Bertindak sebagai peserta dengan nomor urut penampilan 1, Syabruddin membuka rangkaian penampilan cabang tersebut pada hari ketiga ajang bergengsi tingkat nasional ini. Penampilannya menarik perhatian para juri, official, serta pendukung yang hadir memadati arena.
Dalam penampilannya, Syabruddin didampingi langsung oleh Muslim Kamaruddin dan Budi Abdullah, yang terus memberikan dukungan moral serta pendampingan teknis sejak sebelum naik ke panggung hingga usai tampil. Kehadiran pendamping ini menjadi bagian penting dalam memastikan peserta tampil maksimal sesuai dengan kaidah tajwid, makhraj, dan lagu yang telah dipersiapkan.
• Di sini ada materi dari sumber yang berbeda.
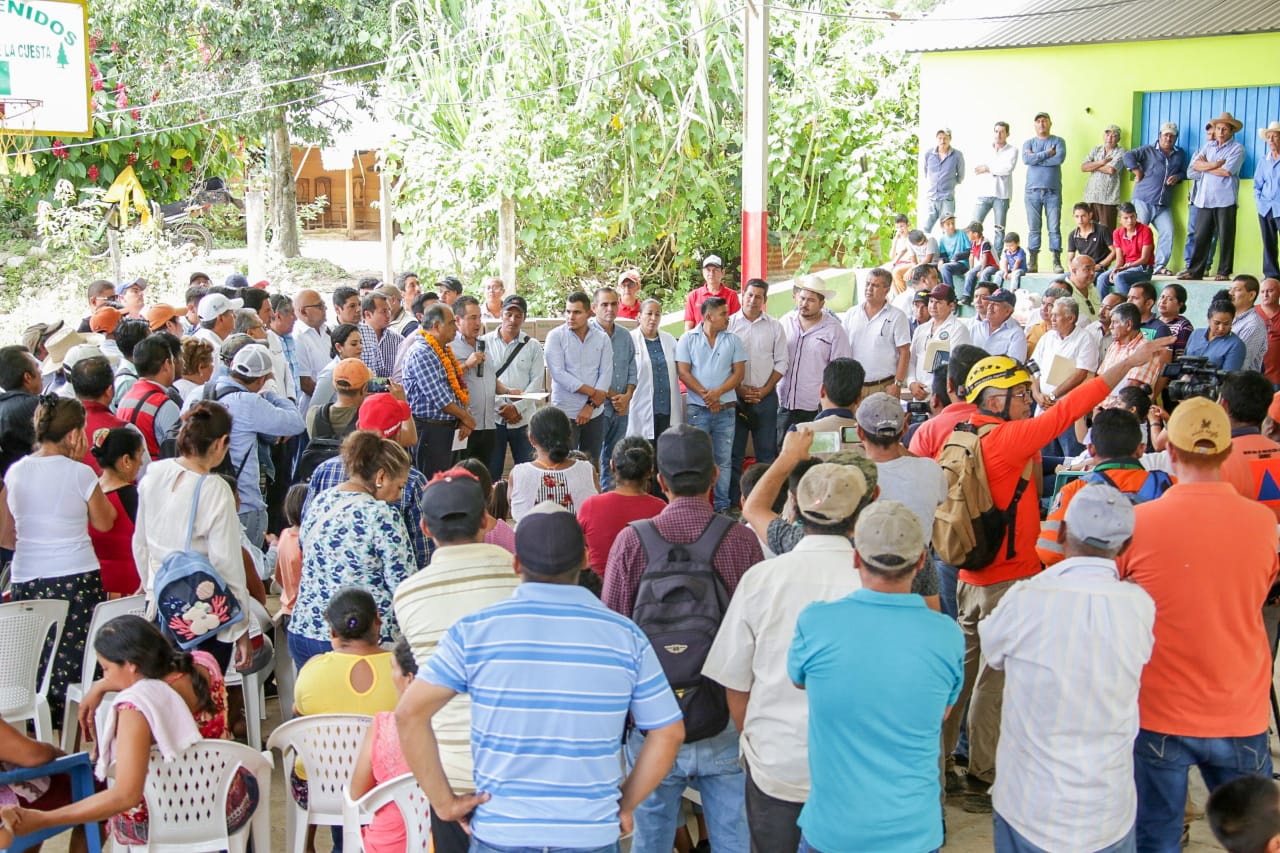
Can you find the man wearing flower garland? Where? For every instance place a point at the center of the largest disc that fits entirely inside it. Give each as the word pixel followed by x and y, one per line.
pixel 435 392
Di tempat terpisah, Murdanil, S.E., M.AP., selaku Penanggung Jawab Kafila Provinsi Sulawesi Barat sekaligus Kepala Biro Pemerintahan dan Kesra, memberikan tanggapan terkait penampilan peserta asal Sulawesi Barat tersebut.
“Kami sangat mengapresiasi penampilan ananda Syabruddin. Persiapan yang dilakukan selama ini membuahkan hasil yang maksimal. Kami berharap seluruh kafilah Sulawesi Barat dapat tampil optimal dan mengharumkan nama daerah di ajang MTQN ke-31 ini,” katanya.
MTQN ke-31 Kota Semarang menjadi momentum penting bagi para qari dan qariah terbaik dari seluruh provinsi di Indonesia untuk menunjukkan kemampuan terbaiknya. Selain cabang Tilawah, berbagai cabang lain seperti Tahfiz, Tafsir, Fahm Al-Qur’an, dan Khat juga terus berlangsung sesuai jadwal yang telah ditetapkan.
Kontingen Sulawesi Barat sendiri terus menunjukkan komitmen dan kesiapan dalam mengikuti seluruh rangkaian kegiatan, dengan dukungan penuh dari pemerintah daerah melalui Kafila yang dipimpin oleh Murdanil. Diharapkan, melalui ajang ini, prestasi dan syiar Al-Qur’an dari Sulawesi Barat semakin dikenal di kancah nasional.